Amoeblog


TEACHING

Posted by Billyjam, May 21, 2007 10:39am | Post a Comment
Juan (AKA Wonway Posibul), who joined Amoeba Berkeley two and a half years ago, lives and breathes hip-hop. At the East Bay music store his title is hip-hop buyer. Outside, he is emcee Wonway Posibul with Berkeley hip-hop crew the Secluded Journalists. Additionally, the always busy artist has, over time, collaborated with many other artists on projects including the acclaimed A Tribe Called Quest tribute he recorded with Oakland Faders DJ and fellow Amoeba Berkeley employee DJ Platurn. He is also an in-demand DJ and currently spins at East Bay spots, including Kitty's and Easy Lounge. But it is the unique class that this qualified educator teaches once a week at Cell Space in San Francisco that he finds most rewarding. "Def Ed" is the exact title of the progressive course he teaches on the art of emceeing. As well as schooling his young students on how to effectively write rhymes, Juan also carefully mentors them on how to present their rhymes properly -- how to flow.

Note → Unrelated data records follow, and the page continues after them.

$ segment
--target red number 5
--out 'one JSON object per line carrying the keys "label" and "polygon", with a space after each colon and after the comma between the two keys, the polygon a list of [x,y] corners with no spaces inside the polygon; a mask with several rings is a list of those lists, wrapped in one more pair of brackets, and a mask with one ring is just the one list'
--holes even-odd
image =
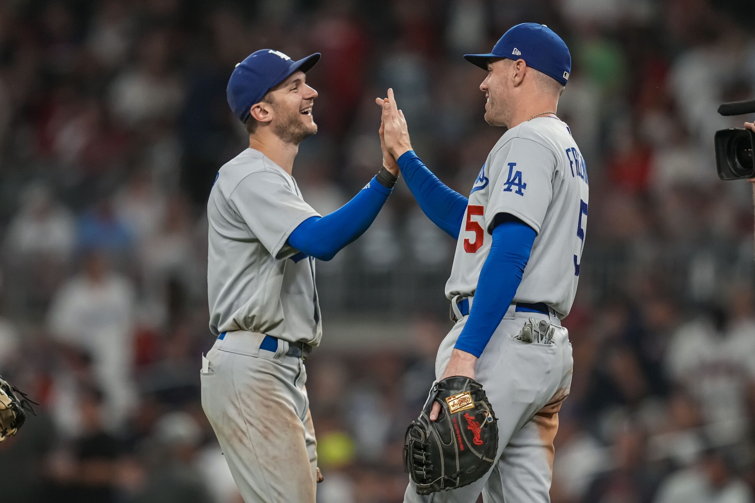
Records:
{"label": "red number 5", "polygon": [[467,207],[467,226],[465,231],[473,231],[474,232],[474,242],[464,239],[464,251],[467,253],[476,253],[479,247],[482,246],[482,240],[485,238],[485,231],[479,223],[472,219],[472,215],[484,215],[485,209],[482,206],[470,204]]}

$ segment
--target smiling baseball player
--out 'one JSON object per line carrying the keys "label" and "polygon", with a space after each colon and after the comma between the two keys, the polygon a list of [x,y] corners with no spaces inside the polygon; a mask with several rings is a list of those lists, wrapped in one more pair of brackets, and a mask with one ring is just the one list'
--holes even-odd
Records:
{"label": "smiling baseball player", "polygon": [[[464,57],[488,72],[479,86],[485,121],[507,128],[469,198],[443,185],[417,157],[393,91],[377,101],[388,153],[427,216],[458,240],[445,289],[456,323],[438,351],[436,376],[466,376],[482,385],[498,419],[498,449],[495,459],[481,458],[492,464],[488,471],[465,480],[471,466],[444,474],[444,467],[427,464],[436,452],[416,454],[433,449],[433,442],[413,444],[404,501],[473,503],[482,492],[486,502],[549,501],[558,410],[572,369],[560,319],[577,289],[588,204],[584,161],[556,115],[571,57],[550,29],[525,23],[507,31],[492,52]],[[450,408],[435,397],[431,409],[426,406],[424,424],[436,428],[428,434],[442,426],[448,431],[455,397],[447,399]],[[473,434],[470,449],[482,443],[479,422],[469,419],[462,428],[450,434],[461,448]]]}
{"label": "smiling baseball player", "polygon": [[217,339],[202,357],[202,404],[247,503],[315,503],[321,477],[303,363],[322,333],[314,259],[360,236],[397,179],[388,156],[336,211],[321,216],[302,199],[291,171],[299,143],[317,132],[305,73],[319,57],[263,49],[236,66],[228,103],[249,148],[220,168],[207,205]]}

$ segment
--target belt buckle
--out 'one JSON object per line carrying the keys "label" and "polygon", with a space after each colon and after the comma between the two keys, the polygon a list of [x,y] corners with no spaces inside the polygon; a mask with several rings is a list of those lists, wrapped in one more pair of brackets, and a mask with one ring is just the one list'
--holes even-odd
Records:
{"label": "belt buckle", "polygon": [[312,346],[307,342],[301,343],[301,359],[307,360],[312,354]]}

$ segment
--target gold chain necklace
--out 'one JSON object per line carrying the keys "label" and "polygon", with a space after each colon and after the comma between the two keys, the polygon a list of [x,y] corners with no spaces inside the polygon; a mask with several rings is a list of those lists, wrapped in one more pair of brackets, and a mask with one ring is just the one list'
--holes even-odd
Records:
{"label": "gold chain necklace", "polygon": [[532,117],[530,117],[530,118],[529,118],[528,119],[527,119],[527,120],[528,120],[528,121],[532,121],[532,119],[534,119],[534,118],[535,118],[535,117],[540,117],[541,115],[544,115],[545,114],[553,114],[553,115],[556,115],[556,112],[543,112],[542,113],[539,113],[539,114],[538,114],[537,115],[532,115]]}

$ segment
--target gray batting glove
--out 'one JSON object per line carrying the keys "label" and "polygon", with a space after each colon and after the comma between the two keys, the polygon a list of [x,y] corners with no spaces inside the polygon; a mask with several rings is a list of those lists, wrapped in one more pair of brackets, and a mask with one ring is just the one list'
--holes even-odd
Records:
{"label": "gray batting glove", "polygon": [[522,342],[537,342],[538,344],[550,344],[556,335],[556,327],[548,323],[547,320],[537,321],[530,317],[524,324],[516,339]]}

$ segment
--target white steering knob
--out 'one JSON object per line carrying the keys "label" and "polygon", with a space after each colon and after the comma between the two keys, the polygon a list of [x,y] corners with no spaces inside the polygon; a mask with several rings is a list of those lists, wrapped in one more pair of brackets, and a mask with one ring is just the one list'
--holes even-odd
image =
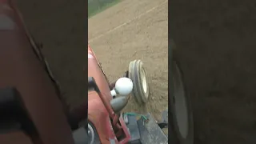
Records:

AMOEBLOG: How does teaching kids to emcee benefit you as an artist and as a person?
JUAN: I was raised by a community that consisted of family, friends, artists, activists, and teachers. I wouldn't have progressed as an emcee without them. So it's only natural I give back to the community that raised me -- especially with Hip Hop nowadays and the consolidation of images and ideas that's being presented to the youth. I feel like teaching is one little way of fighting the bullshit, and trying to establish a balance. This is my first year teaching, so just making these lesson plans, and breaking down what I feel is important to be an emcee, and for the first time critically looking at what I'm doing, I'm learning a lot and becoming a stronger writer and emcee because of it. The kids also bring an energy along with some new styles that I think are very exciting and inspirational.

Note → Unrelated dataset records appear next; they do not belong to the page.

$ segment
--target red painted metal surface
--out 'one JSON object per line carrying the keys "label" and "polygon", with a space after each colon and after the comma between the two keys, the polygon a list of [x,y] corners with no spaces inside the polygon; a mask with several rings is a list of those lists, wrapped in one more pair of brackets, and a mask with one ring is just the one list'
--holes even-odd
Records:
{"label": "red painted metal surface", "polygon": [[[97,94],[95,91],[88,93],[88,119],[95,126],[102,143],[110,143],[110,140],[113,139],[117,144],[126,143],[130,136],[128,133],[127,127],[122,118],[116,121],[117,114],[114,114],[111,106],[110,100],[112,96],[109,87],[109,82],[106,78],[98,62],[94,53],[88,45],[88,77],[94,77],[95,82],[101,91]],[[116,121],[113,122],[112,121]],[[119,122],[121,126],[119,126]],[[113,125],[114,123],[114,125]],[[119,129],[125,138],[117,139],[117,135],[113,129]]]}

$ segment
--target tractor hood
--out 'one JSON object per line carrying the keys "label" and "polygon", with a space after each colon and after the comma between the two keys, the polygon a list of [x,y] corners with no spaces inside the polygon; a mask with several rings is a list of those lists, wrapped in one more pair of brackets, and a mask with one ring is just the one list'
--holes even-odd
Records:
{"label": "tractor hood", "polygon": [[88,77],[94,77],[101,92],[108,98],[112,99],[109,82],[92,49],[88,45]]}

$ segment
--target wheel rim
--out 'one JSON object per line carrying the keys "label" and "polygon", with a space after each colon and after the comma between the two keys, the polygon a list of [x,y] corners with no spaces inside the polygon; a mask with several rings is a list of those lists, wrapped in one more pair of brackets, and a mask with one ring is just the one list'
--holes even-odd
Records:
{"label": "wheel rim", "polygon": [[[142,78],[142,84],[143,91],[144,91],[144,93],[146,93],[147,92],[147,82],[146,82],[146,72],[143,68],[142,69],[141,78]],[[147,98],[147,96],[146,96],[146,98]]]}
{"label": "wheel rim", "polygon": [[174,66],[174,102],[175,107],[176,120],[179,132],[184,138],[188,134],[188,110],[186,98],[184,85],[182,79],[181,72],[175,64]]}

AMOEBLOG: A couple of weekends ago your hip-hop group Secluded Journalists performed at the long-running annual Hip-Hop In the Park (conveniently staged immediately behind Ameoba Berkeley in People's Park). Headlining this year's bill was MURS, who you did sound for at his killer Amoeba Berkeley instore several months back. How was the Park event and how did your group's performance go?
JUAN: Hip-Hop in the Park is always fun for me. I've been to all eleven of them. We did our thing. But they always put us on way too early, before the bulk of the crowd gets there. When will they learn we're better than hella of the people they put on after us?

AMOEBLOG: Who is your personal favorite new artist to watch out for? 
JUAN: I like this guy from LA named Blu. He has an album coming out on Sound in Color with Exile of Emanon.
 
AMOEBLOG: Name four popular hip-hop releases @ Amoeba Berkeley this week :
JUAN:  J Dilla Ruff Draft
             DJ Haylow Soul Brother Productions
             DJ Platurn and E da Boss The Big Playback
             Melina Jones Swearing off Busters
 
AMOEBLOG: What is the best thing for you about working in a music store like Amoeba?
JUAN: Having access to all this music and people that are really passionate about music. It's like part musicology class, part job. Meeting and networking with other artists, distributors, and labels. Learning another side of the business.
                                                                            AMOEBLOG: What do you see as the future of music distribution? WIll people be buying CDs and records in brick and morter stores ten years from now?
JUAN: The future of music is definitely shifting towards digital and the Internet, but as long as there are collectors, music that never made it to MP3, and those that like to talk and socialize with real people about  music, there will still be people buying CD's and records ten years from now. There'll be like 90% less stores, but the good ones will still be here.